Scrivo a pochi giorni dalla messa in onda dello speciale di “Porta a Porta” dedicato al naufragio della Costa Concordia e dalle conseguenti, prevedibili polemiche. Retorica per retorica, salgo anche io sul banco del giudice come fanno spesso e volentieri la maggior parte degli italiani quando non sono impegnati a fare gli allenatori della nazionale di calcio o i ministri dell’economia, e mi lascio andare ad un paio di riflessioni.
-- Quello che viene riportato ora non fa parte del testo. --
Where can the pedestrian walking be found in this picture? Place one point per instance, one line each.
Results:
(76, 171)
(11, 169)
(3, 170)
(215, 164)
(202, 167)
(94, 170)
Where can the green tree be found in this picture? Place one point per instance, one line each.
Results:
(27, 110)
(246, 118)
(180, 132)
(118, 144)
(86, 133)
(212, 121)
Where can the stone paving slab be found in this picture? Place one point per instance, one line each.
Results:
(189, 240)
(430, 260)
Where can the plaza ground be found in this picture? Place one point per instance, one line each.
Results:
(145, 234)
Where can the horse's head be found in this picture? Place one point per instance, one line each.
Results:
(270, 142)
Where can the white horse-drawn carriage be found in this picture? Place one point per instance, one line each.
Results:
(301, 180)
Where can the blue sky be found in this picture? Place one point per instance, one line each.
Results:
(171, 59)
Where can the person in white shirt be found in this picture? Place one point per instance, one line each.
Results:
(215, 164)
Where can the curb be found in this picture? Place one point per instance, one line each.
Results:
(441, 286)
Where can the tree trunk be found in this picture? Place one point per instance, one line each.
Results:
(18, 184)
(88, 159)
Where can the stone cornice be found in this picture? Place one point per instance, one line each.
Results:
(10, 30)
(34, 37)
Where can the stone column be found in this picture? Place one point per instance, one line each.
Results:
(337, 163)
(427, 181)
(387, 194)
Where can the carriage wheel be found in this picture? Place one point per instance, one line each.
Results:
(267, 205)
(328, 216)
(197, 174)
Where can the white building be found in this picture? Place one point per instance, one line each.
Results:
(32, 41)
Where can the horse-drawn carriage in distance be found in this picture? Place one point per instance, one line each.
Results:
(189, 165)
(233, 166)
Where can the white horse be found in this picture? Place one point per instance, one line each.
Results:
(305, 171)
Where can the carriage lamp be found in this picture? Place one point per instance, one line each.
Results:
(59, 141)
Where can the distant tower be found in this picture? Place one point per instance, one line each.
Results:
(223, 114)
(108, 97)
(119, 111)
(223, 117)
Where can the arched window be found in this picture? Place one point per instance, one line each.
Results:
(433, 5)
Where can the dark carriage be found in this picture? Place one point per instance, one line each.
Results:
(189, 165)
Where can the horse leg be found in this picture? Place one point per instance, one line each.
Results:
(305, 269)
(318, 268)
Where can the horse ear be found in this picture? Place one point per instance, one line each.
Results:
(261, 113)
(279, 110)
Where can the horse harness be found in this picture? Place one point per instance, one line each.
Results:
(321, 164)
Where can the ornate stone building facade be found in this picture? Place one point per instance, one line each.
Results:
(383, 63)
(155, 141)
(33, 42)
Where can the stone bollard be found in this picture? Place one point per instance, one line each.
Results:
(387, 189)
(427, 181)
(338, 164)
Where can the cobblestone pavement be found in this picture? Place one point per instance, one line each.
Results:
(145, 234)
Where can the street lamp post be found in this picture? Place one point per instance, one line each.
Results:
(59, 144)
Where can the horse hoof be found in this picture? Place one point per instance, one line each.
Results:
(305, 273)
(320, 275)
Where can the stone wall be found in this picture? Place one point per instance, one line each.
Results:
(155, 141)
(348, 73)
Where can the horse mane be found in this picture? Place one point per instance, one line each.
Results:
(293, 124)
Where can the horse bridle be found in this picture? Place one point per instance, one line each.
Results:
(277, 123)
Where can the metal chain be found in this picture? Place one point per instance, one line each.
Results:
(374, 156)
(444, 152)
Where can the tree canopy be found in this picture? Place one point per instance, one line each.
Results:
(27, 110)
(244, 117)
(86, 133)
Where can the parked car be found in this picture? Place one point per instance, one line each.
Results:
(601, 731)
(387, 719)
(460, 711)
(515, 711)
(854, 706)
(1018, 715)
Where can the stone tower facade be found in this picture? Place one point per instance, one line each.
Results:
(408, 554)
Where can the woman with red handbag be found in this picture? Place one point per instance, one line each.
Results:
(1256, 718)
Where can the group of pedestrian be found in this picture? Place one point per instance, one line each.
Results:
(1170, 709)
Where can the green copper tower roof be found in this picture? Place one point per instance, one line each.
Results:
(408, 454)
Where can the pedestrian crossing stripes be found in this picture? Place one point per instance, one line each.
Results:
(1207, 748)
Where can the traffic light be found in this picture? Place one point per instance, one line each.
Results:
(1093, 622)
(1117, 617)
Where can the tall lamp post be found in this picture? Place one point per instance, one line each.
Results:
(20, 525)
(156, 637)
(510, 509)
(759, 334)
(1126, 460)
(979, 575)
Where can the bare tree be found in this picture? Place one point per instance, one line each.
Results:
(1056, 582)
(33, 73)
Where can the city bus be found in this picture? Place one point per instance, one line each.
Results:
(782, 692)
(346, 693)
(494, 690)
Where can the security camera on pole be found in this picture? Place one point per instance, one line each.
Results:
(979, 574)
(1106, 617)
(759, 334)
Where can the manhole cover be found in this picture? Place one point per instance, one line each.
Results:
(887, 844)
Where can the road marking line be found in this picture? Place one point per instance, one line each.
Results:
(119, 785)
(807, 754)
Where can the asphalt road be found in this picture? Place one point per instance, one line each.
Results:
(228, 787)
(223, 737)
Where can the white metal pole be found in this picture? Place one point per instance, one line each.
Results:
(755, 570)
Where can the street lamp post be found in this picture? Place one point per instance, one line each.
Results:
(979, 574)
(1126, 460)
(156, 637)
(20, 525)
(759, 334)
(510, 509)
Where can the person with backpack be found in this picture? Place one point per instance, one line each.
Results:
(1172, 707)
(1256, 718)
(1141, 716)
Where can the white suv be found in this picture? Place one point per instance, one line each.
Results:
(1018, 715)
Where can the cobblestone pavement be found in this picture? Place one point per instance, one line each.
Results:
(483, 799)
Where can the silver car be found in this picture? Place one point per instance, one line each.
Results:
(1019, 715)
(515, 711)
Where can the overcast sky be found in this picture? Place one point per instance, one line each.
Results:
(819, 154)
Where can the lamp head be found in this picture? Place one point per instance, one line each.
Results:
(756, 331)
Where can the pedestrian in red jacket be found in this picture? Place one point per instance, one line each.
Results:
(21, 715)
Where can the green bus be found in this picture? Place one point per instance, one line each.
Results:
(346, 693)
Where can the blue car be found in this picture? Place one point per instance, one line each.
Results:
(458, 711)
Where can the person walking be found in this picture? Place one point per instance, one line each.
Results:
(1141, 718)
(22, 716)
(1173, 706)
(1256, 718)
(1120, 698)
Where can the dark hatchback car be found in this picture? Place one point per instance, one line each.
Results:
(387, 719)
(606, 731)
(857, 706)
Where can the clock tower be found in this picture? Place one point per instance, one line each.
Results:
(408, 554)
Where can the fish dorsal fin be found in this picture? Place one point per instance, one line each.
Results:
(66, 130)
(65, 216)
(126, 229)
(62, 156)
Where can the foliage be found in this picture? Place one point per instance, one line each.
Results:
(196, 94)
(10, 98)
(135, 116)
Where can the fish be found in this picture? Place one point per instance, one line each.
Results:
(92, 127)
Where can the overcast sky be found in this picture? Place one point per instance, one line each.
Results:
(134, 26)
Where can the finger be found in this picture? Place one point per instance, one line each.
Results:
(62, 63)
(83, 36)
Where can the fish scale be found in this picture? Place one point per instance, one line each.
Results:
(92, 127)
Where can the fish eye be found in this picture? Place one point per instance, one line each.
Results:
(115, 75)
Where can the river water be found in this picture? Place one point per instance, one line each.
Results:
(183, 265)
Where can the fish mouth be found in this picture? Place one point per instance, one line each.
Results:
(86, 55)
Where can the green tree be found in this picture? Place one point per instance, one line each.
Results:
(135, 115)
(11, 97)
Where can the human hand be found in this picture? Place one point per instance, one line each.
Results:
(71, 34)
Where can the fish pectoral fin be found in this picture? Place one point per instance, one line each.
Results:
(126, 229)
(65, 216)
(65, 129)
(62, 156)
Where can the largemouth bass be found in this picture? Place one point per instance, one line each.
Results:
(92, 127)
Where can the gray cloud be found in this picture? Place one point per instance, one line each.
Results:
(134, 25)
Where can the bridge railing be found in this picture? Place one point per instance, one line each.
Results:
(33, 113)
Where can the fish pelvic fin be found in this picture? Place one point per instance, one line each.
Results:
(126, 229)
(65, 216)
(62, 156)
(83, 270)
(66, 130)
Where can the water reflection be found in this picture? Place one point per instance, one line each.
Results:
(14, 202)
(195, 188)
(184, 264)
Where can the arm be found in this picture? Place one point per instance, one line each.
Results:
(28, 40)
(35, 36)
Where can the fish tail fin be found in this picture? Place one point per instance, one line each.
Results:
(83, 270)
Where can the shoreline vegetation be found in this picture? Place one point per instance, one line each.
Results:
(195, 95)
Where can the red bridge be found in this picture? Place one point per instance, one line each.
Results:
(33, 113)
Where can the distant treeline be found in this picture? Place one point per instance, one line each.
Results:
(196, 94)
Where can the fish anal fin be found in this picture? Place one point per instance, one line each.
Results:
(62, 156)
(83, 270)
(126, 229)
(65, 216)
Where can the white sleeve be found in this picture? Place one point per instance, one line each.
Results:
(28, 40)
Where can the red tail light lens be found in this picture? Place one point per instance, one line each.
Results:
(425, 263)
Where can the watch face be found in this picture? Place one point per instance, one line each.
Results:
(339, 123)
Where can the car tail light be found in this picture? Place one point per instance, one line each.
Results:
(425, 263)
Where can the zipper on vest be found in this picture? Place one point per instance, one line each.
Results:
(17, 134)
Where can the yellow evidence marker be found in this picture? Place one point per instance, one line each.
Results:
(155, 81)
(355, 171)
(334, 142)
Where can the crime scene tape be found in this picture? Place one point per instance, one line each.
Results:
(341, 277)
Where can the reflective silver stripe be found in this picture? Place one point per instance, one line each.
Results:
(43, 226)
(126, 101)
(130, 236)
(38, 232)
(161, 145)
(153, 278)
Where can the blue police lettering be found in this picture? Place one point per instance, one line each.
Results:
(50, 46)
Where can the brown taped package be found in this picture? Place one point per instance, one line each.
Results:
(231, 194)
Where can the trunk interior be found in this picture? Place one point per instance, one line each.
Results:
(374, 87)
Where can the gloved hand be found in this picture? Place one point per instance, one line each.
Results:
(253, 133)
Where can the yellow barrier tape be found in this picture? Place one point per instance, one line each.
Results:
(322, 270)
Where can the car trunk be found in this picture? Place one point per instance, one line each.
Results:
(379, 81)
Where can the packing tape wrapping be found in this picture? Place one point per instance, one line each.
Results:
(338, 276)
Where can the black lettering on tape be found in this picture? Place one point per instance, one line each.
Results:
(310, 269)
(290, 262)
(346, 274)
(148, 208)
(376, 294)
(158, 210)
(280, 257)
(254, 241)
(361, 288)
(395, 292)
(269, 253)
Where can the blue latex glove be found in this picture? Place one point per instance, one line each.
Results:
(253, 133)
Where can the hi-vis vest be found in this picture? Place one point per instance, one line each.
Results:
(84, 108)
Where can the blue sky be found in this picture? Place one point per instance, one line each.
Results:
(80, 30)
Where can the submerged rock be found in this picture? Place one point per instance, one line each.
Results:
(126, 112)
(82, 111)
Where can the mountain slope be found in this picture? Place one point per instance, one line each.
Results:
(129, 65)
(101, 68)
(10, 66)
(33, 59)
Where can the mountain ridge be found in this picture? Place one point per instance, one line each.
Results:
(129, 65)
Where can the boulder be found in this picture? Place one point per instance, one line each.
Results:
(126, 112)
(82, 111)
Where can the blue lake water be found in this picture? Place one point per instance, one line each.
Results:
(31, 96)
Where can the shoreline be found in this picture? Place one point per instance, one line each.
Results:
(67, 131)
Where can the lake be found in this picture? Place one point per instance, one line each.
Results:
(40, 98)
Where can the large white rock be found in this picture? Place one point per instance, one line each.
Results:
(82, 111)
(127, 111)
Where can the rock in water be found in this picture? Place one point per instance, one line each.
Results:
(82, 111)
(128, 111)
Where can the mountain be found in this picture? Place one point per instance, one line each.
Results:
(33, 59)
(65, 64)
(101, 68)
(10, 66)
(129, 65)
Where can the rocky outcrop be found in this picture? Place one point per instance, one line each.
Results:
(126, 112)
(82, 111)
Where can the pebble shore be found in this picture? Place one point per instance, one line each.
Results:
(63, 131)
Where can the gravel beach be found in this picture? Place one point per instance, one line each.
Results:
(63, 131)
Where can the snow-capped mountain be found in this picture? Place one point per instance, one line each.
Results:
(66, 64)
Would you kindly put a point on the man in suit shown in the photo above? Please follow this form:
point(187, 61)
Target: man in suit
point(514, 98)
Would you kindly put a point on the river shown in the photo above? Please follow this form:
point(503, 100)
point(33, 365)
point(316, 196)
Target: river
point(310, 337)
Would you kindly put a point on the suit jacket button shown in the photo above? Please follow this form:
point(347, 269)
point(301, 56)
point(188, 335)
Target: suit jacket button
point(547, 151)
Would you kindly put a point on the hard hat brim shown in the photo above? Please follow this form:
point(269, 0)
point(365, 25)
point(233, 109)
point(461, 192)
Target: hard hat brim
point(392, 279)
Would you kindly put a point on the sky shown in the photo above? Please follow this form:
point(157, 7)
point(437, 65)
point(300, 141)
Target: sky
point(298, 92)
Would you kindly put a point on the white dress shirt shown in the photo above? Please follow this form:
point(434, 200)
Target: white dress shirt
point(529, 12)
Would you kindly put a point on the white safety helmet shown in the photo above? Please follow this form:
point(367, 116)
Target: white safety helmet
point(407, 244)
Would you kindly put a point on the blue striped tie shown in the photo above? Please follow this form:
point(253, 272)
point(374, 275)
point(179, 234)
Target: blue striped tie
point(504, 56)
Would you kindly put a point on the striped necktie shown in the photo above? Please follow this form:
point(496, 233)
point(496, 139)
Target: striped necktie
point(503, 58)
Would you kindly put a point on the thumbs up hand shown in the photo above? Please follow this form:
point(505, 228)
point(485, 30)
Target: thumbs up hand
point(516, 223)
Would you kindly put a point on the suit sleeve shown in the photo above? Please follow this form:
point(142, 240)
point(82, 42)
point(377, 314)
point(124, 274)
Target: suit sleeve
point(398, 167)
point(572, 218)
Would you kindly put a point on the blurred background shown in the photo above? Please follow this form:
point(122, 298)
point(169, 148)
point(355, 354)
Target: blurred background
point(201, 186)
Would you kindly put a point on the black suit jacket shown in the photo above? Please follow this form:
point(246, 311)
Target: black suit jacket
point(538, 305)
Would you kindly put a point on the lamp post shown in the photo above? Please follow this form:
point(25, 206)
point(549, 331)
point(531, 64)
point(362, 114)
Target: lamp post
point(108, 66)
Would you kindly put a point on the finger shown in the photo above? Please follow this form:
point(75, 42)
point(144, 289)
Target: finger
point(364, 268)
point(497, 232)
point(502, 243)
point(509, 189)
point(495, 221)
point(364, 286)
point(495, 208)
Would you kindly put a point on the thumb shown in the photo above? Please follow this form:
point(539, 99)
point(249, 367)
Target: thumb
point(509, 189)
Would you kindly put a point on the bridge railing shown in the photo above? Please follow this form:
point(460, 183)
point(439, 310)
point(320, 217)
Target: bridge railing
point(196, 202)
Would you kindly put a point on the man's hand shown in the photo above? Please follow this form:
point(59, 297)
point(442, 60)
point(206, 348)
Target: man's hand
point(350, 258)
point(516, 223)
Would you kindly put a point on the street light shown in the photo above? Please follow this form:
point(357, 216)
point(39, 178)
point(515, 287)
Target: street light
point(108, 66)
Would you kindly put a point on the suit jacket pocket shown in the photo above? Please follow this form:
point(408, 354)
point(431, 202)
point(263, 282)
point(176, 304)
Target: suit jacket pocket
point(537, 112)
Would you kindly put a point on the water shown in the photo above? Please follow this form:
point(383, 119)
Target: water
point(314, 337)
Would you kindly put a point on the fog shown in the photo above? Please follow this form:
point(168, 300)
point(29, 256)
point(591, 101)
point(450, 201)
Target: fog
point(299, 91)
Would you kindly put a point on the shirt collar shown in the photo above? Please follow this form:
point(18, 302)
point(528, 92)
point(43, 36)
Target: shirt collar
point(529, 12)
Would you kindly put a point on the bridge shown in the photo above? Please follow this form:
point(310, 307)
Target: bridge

L’Italia (non solo l’Italia in verità, ma qui da noi il fenomeno assume dimensioni macroscopiche) è un paese affetto dalla sindrome di giudizio digitale, strabico e limitato. “Digitale” perché non ha vie di mezzo, sfumature o considerazioni, è on-off, acceso-spento, ergastolo o assoluzione. A seconda dei casi l’autore di una strage il giorno dopo è agli arresti domiciliari grazie a cavilli capziosi oppure la folla invoca il cappio o la ghigliottina per l’autore del furto di una autoradio.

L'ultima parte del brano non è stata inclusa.